So all was not perhaps what it seemed in Kiev. I wrote a piece back in November 2004 about Ukraine as I was rather uncomfortable with the somewhat homogenous nature of the message we were receiving from the media.

In 2005 the former Chief of Staff Oleksandr Zinchenko has resigned suggesting that in many respects the current incumbant government in Ukraine is more corrupt than the old one. This does not strike me as very surprising, there was an awful lot about the Ukrainian “Orange Revolution” which struck me at the time as odd.

The media coverage seemed very standardised, all sources were lauding the pro-capitalist, pro-EU/US Viktor Yushchenko, it was a whitewash (or Orangewash if you prefer) in favour of Yushchenko’s campaign and a widespread besmirching of the pro-Russian Viktor Yanukovych.

I was already suspicious when the media was claiming electoral fraud in Yanukovytch’s Eastern Ukrainian regions where the turnout figures of 96.3% in Donetsk and 88.4% in Lugansk were being bandied around as proof of nefarious activity behind the scenes. What the media seemed less inclined to report was that the figures in the Western Ukraine area the heartland of Yushchenko were not dissimilar with one area reputed to be 94%. It looked to the impartial observer that it may be a case of 6 of one and half a dozen of the other but this was not an impatially observed piece of news. It had long since become clear that there were “favoured” candidates. Yushchenko was a very Western-facing politician, the consumate businessman and capitalist, whilst his opponent was more endemic of the old Ukraine. Yanukovych’s past was trotted out, how he had been involved in criminal activty such as armed robbery. No defence by Yanukovych was reported despite this all having taken place many years ago and Yanukovytch not attempting to cover upp said events but admitting that he had been wrong in the past whilst Ukraine was under the old Soviet regime. Interestingly there was practically no mention anywhere of Yushchenko’s past and his involvement in the embezzling and subsequent laundering of $613 million dollars of IMF money in December 1997.

The Western media made much of the “popular uprising”, the scenes of those up the streets of Kiev all dressed in orange protesting at the initial result which put Yanukovych at 49.46% and Yushchenko 46.61%. This is however less surprising when you think that Kiev is a city in the western part of Ukraine, a city with a high organised crime rate, one therefore on many counts less inclined to go back to increased ties with Russia. Suffice to say the Orange Revolution did not extend to Donesk or Lugansk.

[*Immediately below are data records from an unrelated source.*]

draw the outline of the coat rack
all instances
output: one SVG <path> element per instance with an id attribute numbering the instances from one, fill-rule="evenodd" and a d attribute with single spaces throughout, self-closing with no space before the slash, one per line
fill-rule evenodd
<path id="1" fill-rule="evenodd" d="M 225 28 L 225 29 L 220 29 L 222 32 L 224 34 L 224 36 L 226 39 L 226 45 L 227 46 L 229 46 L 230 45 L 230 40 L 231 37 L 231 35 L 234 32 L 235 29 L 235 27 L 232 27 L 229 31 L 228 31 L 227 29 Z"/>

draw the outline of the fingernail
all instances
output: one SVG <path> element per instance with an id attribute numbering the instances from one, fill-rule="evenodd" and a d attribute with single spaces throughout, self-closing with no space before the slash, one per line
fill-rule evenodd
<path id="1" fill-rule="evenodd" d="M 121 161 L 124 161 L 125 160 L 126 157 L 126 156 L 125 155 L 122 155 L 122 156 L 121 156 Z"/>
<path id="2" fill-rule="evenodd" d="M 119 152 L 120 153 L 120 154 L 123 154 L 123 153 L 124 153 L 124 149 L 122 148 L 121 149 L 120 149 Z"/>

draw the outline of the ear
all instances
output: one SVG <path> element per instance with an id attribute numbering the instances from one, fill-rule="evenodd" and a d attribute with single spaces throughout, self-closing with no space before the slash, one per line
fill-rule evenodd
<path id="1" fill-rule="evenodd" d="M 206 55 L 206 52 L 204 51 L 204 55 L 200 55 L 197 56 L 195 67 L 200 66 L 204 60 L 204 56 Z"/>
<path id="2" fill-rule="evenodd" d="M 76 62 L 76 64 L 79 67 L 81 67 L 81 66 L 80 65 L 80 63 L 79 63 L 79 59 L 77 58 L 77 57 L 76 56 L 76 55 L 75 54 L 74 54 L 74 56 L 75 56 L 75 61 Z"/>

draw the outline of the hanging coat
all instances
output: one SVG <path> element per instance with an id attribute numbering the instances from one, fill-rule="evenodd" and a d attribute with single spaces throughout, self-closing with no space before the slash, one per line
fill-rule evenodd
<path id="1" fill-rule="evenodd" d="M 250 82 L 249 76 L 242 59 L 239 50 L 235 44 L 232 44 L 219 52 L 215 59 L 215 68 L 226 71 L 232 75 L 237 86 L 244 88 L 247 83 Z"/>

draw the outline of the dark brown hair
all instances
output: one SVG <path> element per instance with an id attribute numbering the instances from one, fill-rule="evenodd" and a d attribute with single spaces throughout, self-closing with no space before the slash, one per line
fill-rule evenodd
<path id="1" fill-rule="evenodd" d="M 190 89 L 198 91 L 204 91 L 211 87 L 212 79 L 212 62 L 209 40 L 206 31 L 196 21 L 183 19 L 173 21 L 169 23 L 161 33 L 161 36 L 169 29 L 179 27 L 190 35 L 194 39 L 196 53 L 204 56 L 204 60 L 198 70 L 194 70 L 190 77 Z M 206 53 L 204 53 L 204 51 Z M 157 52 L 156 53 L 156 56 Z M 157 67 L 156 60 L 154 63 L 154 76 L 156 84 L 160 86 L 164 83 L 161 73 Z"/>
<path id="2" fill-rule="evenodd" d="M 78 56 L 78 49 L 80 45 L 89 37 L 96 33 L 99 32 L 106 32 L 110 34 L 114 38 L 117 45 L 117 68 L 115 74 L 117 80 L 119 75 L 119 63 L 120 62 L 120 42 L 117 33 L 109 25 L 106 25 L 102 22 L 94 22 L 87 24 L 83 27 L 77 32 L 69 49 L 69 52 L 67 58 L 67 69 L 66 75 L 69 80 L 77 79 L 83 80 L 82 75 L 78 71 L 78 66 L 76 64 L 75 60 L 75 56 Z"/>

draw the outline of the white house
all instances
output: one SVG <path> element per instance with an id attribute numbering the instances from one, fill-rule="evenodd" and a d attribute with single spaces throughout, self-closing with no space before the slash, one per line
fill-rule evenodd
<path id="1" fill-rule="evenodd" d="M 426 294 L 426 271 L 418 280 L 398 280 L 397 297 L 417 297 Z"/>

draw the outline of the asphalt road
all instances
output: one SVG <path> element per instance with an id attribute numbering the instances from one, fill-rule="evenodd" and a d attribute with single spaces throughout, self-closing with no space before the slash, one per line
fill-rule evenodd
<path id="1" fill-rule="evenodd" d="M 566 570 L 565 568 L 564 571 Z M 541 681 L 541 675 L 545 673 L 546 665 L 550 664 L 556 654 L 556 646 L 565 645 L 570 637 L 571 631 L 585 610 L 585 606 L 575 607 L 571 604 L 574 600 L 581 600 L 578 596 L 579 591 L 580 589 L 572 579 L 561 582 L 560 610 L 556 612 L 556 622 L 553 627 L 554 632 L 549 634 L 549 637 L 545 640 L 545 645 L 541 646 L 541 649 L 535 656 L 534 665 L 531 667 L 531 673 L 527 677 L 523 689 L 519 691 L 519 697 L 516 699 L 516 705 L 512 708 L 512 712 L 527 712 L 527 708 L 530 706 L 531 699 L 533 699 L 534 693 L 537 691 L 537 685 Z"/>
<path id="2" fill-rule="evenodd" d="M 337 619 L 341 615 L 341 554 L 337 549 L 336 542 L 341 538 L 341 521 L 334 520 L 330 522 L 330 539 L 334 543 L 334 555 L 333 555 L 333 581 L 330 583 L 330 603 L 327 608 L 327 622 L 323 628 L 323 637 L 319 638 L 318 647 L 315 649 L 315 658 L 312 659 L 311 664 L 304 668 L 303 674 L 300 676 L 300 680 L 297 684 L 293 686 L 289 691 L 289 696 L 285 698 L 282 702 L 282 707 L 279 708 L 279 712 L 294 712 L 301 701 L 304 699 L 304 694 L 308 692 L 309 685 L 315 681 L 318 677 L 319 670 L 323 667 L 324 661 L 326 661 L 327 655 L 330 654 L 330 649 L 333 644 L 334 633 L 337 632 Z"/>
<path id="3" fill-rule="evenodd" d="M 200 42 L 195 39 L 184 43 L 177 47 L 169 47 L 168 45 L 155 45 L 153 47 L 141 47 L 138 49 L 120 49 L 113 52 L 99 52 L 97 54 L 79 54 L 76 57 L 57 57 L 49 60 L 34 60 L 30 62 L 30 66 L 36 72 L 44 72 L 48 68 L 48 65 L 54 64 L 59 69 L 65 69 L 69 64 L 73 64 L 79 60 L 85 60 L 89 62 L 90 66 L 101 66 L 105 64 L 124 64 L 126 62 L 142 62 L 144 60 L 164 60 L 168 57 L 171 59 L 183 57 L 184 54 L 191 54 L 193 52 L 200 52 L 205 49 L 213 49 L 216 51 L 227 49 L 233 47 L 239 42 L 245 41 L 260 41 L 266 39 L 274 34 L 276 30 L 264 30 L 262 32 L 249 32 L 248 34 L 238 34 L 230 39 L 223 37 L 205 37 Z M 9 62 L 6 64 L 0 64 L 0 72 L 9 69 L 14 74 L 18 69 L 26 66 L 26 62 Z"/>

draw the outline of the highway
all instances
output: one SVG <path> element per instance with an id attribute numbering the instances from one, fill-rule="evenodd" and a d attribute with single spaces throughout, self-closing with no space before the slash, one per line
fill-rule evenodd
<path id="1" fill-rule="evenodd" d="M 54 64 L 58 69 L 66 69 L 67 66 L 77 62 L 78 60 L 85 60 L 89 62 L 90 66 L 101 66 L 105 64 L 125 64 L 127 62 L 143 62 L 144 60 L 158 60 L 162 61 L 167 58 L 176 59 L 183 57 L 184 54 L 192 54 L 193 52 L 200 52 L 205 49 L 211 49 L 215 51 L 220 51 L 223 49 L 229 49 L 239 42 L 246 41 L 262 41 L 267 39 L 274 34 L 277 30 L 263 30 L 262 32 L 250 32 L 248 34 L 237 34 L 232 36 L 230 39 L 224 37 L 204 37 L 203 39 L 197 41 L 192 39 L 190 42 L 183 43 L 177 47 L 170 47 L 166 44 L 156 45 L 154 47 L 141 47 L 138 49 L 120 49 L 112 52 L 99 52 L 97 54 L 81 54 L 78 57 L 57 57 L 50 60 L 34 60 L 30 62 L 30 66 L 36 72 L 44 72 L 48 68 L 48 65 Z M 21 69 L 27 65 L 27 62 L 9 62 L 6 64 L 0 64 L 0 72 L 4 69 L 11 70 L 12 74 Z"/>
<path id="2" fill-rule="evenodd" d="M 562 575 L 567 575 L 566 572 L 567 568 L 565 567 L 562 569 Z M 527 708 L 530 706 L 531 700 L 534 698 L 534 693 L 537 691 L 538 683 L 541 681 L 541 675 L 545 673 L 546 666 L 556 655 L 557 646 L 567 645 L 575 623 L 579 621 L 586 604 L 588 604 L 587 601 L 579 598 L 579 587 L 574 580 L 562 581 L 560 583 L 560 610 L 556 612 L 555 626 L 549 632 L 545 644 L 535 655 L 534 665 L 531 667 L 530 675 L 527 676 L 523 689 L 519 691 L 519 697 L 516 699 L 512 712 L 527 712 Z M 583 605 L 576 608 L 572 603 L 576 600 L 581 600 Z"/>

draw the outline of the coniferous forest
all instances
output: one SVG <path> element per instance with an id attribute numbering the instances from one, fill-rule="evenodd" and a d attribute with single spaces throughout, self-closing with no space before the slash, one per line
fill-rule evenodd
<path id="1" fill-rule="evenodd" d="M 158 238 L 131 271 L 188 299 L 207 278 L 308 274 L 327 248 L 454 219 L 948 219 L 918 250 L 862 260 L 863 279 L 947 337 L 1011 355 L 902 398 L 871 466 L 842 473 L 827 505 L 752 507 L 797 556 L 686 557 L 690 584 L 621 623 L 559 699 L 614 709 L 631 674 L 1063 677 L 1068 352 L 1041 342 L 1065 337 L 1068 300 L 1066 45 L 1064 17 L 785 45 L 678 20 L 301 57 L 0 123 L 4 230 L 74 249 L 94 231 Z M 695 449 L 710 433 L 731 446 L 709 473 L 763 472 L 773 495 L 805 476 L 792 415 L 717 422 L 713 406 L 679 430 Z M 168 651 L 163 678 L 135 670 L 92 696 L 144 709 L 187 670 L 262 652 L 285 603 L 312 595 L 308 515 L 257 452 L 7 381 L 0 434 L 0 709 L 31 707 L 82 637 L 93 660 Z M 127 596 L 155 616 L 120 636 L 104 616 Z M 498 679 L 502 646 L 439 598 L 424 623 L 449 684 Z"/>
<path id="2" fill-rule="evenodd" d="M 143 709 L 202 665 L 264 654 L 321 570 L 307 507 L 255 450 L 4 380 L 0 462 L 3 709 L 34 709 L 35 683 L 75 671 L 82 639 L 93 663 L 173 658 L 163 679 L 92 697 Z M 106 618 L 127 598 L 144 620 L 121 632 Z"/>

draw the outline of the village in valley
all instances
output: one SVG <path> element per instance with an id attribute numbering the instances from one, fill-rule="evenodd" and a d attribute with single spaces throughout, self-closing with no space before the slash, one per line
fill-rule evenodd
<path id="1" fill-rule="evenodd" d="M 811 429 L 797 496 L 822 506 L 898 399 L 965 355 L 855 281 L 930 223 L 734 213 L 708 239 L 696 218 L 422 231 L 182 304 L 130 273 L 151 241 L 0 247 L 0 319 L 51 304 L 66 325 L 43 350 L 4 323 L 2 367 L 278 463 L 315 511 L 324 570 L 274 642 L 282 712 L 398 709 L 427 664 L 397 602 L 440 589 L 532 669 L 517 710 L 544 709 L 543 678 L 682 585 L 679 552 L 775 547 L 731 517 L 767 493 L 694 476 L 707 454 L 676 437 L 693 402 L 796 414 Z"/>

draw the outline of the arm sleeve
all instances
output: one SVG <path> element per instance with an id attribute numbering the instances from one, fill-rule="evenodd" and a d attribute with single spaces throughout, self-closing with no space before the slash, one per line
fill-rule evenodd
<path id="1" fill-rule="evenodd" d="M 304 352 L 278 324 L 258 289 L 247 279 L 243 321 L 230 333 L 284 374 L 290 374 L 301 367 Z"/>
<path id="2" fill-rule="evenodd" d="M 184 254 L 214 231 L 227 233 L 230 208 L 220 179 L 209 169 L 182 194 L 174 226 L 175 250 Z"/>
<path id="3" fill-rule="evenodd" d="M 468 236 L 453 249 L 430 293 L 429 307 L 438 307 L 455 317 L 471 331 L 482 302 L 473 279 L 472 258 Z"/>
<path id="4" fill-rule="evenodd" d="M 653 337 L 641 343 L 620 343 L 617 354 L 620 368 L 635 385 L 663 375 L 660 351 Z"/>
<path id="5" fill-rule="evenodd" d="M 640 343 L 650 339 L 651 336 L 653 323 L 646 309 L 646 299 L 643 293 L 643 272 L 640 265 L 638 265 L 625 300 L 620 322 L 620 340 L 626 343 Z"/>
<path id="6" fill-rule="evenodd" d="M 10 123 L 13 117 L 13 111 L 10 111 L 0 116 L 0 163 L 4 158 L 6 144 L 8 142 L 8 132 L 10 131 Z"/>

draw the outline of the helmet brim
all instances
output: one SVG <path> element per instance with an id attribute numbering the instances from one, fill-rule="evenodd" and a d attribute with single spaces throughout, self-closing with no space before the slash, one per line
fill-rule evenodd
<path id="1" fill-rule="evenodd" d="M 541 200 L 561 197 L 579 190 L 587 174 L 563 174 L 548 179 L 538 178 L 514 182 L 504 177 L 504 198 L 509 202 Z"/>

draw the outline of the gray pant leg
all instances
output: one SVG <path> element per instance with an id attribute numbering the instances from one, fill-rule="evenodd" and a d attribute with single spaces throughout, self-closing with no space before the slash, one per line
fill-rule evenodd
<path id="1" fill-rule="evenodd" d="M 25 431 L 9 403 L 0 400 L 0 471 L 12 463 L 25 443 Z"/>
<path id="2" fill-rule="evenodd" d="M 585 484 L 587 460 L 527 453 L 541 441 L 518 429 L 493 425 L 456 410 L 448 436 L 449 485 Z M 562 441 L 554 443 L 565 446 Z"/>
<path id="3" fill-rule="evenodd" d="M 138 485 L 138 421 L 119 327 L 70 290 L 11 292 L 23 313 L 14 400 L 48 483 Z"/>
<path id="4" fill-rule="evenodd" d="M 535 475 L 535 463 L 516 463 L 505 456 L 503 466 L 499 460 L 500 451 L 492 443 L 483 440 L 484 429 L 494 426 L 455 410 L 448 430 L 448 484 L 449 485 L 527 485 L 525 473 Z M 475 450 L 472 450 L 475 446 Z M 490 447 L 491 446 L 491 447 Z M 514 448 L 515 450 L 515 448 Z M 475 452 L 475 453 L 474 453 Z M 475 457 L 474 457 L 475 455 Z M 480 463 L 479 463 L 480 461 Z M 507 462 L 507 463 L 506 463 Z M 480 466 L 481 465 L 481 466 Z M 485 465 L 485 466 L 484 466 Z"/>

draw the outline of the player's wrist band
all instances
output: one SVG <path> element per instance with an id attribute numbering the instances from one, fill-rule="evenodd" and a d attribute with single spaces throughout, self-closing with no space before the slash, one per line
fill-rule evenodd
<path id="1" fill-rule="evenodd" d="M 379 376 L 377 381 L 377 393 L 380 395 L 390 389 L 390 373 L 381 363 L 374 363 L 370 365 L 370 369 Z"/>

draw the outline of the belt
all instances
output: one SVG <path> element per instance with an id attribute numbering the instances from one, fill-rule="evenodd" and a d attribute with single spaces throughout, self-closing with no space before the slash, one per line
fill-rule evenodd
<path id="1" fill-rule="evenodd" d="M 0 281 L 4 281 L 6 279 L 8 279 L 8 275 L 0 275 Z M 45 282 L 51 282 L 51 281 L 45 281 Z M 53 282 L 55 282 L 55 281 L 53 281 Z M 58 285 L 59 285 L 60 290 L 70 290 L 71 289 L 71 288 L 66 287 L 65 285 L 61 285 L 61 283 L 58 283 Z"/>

The ‘poisoning’ of Yushchenko rather typified the whole affair. This was reported widely in all the media and held up as the epitomy of Yanukovych’s attempt to win the election at any cost. Again there was something not quite right. It was cited that Yanukovych’s close ties with the Russian’s and in particular the KGB meant that he was able to organise such a disposal of an opponent. There was little mention of a revealing interview with a senior KGB operative who protested that there was neither precedent nor logic to the KGB using dioxin as a poison. It was ineffective, slow and obvious and certainly not the KGB’s style at all. Furthermore no actual proof of any Yanukovich involvement was ever offered, nor seemed there any great hurry to bring the perpetrators of the crime to justice.

It was somewhat ironic that the US was quick to jump on the electoral irregularities bandwagon, but then I suppose we ought to listen to them after all they are the masters on that front. Why were there 563 international election observers in Ukraine whilst the US is left to get on with it?

Behind that facade of uniformity in the mainstream media back in November there were those who smelt a rat. Justin Raimondo was one of the first I came across who was saying something other than the party line. His article was persuasive because it seemed clear that he had gone behind the facts in the banal fashion in which they had been presented.

Of course there has been far less in the news about the sacking of the whole government, far less about any problems at all because the orange order cannot be seen to fail, this would undermine the credibility of all those who were so quick to eulogise it, without many of them having a clue about any serious Ukrainian politics.

In conclusion therefore it is another in the series of entries of mine that show how whilst on the one hand we can feel as if we are bombarded with news it is in fact more a question of us being bombarded by the same thing from many different sources and this is hugely different.